If you're deploying the application on an EC2 instance, you'll need to create an IAM role with S3 permissions and attach it to your instance. The role should have access to upload files to the S3 bucket where the dumps will be stored.


Environment Variables

You must configure the application using environment variables. These variables can be set in a .env file (for local development) or as system environment variables (for production).

Example .env File

MONGO_URL="mongodb+srv://<username>:<password>@<cluster-url>/<db-name>?tls=true&authSource=admin&replicaSet=<replica-set>"
AWS_REGION="us-east-1"
S3_BUCKET="your-s3-bucket-name"
DUMP_DIR="/tmp/cyclix-dumps"

Required Environment Variables

  • MONGO_URL: MongoDB connection string for accessing your database.
  • AWS_REGION: The AWS region where your S3 bucket is located.
  • S3_BUCKET: The name of your S3 bucket where dump files will be uploaded.
  • DUMP_DIR: Local directory for temporarily storing MongoDB dumps before uploading them to S3.

Setup and Installation

1. Clone the Repository

git clone https://github.com/yourusername/mongo-dump-scheduler.git
cd mongo-dump-scheduler

2. Install Dependencies

Ensure all Go dependencies are installed:

go mod tidy

3. Set Up AWS Credentials

  • For Local Development: Set up AWS credentials using aws configure or environment variables:

    export AWS_ACCESS_KEY_ID="YOUR_ACCESS_KEY_ID"
    export AWS_SECRET_ACCESS_KEY="YOUR_SECRET_ACCESS_KEY"
    export AWS_REGION="your-aws-region"
    export DUMP_DIR="your-folder-dir"
    
  • For EC2 Deployment: Ensure your EC2 instance is assigned an IAM role with appropriate S3 permissions.

4. Build the Application

make build

5. Run the Application

make run

Usage

Running Locally

  1. Ensure AWS credentials are set up (via aws configure or environment variables).
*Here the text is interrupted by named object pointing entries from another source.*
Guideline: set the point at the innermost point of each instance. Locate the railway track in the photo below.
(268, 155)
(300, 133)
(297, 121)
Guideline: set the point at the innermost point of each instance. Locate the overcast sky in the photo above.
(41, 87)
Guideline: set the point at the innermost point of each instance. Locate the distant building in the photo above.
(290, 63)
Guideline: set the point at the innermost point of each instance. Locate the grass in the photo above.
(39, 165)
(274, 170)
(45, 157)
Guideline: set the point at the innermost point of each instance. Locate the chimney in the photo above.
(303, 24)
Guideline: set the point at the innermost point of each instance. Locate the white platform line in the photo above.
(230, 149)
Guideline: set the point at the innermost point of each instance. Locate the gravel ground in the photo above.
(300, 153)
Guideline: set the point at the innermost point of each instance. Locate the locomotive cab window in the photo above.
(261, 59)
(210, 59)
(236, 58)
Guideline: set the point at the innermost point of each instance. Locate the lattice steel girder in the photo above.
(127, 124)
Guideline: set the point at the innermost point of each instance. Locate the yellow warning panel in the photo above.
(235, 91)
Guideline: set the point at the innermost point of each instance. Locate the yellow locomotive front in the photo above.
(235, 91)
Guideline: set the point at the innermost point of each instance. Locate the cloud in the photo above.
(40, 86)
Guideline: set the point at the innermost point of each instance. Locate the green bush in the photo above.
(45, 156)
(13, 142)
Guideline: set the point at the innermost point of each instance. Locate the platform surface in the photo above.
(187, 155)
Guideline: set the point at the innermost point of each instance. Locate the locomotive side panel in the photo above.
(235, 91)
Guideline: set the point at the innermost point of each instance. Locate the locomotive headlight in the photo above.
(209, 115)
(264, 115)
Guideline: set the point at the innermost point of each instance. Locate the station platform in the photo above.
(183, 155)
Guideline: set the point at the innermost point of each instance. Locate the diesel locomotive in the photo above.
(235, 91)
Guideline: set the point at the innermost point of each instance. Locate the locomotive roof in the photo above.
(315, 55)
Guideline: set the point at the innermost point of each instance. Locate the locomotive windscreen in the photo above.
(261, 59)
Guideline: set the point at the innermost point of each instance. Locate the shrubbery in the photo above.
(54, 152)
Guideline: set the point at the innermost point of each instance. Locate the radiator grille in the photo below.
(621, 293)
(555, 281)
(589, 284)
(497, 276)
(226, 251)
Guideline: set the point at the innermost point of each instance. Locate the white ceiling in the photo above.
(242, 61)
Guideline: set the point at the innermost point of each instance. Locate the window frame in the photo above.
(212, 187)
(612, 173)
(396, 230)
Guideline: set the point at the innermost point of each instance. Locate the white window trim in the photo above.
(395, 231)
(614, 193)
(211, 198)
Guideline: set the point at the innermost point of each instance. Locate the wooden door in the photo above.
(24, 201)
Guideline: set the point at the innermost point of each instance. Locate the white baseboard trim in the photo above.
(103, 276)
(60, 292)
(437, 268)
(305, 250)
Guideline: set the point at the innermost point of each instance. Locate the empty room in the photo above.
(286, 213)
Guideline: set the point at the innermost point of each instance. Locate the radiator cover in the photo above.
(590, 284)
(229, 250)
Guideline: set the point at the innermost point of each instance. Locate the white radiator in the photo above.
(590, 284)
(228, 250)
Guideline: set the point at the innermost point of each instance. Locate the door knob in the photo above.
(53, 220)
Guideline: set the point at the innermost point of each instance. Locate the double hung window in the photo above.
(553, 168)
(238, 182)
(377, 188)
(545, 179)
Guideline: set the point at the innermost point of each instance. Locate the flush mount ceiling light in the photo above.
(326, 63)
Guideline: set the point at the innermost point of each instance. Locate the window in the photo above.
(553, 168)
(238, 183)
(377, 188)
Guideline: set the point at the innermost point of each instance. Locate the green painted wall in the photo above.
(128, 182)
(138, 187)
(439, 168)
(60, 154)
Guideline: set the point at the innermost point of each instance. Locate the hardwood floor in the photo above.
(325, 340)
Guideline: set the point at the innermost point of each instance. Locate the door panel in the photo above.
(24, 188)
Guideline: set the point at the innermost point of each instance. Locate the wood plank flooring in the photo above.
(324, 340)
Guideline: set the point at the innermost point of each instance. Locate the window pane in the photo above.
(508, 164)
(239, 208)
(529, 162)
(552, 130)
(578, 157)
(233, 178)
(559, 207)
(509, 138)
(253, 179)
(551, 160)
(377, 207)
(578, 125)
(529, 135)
  2. Start the application:

    make run
    

This will start the scheduler, which will create MongoDB dumps and upload them to S3 every 30 minutes by default.

Running on AWS EC2

  1. Attach the IAM role to the EC2 instance.
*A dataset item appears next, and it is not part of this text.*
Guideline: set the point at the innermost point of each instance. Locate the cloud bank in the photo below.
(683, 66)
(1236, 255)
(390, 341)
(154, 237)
  2. SSH into your EC2 instance, navigate to the project directory, and run:

    make build
    make run
    
docker build -t mongo-dump-scheduler .

Logs and Monitoring

The application logs key events (e.g., dump creation, S3 upload success/failure) to the console.

  • Local Logs: View directly in the terminal.
  • EC2 Logs: Use CloudWatch Logs or SSH into the instance to view logs.

Testing

Local Testing

  1. Ensure MongoDB is running with some sample data.
  2. Run the application and verify that dump files are created in the DUMP_DIR and uploaded to S3.
  3. Check S3 to confirm the dumps are uploaded successfully.

Testing with Large Dumps

  1. Populate your MongoDB with a large dataset.
  2. Monitor the compression and upload processes for performance.

Error Handling

  • MongoDB Dump Errors: Ensure mongodump is installed and accessible in your PATH.
  • S3 Upload Errors: Ensure AWS credentials are set and have necessary permissions for the S3 bucket.

Libraries and Tools

This project uses several Go libraries and external utilities:

Go Libraries

  • AWS SDK for Go v2: Used to interact with AWS services like S3. AWS SDK for Go v2
  • robfig/cron: Used for scheduling tasks like creating MongoDB dumps. robfig/cron
  • Logrus: Provides structured logging. Logrus
  • godotenv: Loads environment variables from a .env file. godotenv

External Utilities

  • mongodump: From MongoDB Database Tools, used to create MongoDB backups. MongoDB Database Tools
  • tar and pigz: Used to compress dump files into .tar.gz format, with pigz providing parallel compression.